I always asked for more bread, too — because I could not possibly let even a drop of that marinated olive oil go to waste. My friend once let me bring home — was it the second-order of olives? — because we devoured the first one so quickly. They were in my fridge for a few days, and I ate each one like it was precious. A few at a time, I’d pop one or two into my mouth and then close the to-go container back.
Those were the very specific olives I was thinking about when Gen and Duncan were at the bar. I imagined dim magenta-hued lighting, sitting on a stool and nibbling at whatever was in the tiny dishes there. Potato chips, pretzels, nuts, and olives, but never like those from that restaurant.

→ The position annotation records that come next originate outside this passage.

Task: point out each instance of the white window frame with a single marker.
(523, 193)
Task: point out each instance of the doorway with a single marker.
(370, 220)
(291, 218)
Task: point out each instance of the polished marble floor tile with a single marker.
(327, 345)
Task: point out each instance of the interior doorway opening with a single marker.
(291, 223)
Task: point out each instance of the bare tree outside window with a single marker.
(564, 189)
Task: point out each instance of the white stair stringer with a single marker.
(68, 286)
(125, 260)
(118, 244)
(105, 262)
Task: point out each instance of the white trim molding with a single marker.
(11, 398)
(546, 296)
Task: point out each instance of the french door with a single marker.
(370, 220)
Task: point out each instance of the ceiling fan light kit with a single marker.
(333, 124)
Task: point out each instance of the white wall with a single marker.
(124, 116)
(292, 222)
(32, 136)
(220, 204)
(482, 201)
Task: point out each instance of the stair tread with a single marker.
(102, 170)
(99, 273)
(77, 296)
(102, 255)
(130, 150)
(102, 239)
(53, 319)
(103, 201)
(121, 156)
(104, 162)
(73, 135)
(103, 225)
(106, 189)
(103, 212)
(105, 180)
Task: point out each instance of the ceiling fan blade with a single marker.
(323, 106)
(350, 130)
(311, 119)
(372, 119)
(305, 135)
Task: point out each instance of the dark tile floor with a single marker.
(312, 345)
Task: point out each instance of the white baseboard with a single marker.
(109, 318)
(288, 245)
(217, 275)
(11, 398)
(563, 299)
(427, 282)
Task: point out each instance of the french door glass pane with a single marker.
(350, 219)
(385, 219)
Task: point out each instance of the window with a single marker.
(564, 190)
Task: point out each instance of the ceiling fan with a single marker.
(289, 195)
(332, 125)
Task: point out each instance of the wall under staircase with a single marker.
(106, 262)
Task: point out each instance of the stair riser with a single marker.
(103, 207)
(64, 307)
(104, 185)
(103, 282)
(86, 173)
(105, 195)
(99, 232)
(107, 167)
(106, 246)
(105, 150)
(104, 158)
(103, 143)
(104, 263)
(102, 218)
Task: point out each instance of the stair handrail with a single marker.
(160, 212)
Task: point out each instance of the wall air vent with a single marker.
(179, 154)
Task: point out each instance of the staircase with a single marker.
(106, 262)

That is why it is fiction.
There is a bit of me in everything I write; how could there not be? I am writing the story. But sometimes it is something so small.
Like an olive.
This is what inspired me when I was writing Olives. When I started this publication, I wanted to write small nonfiction pieces, and it was not until I wrote Olives that I discovered how I want them to be. I will not write one of these for every story, but I will write more.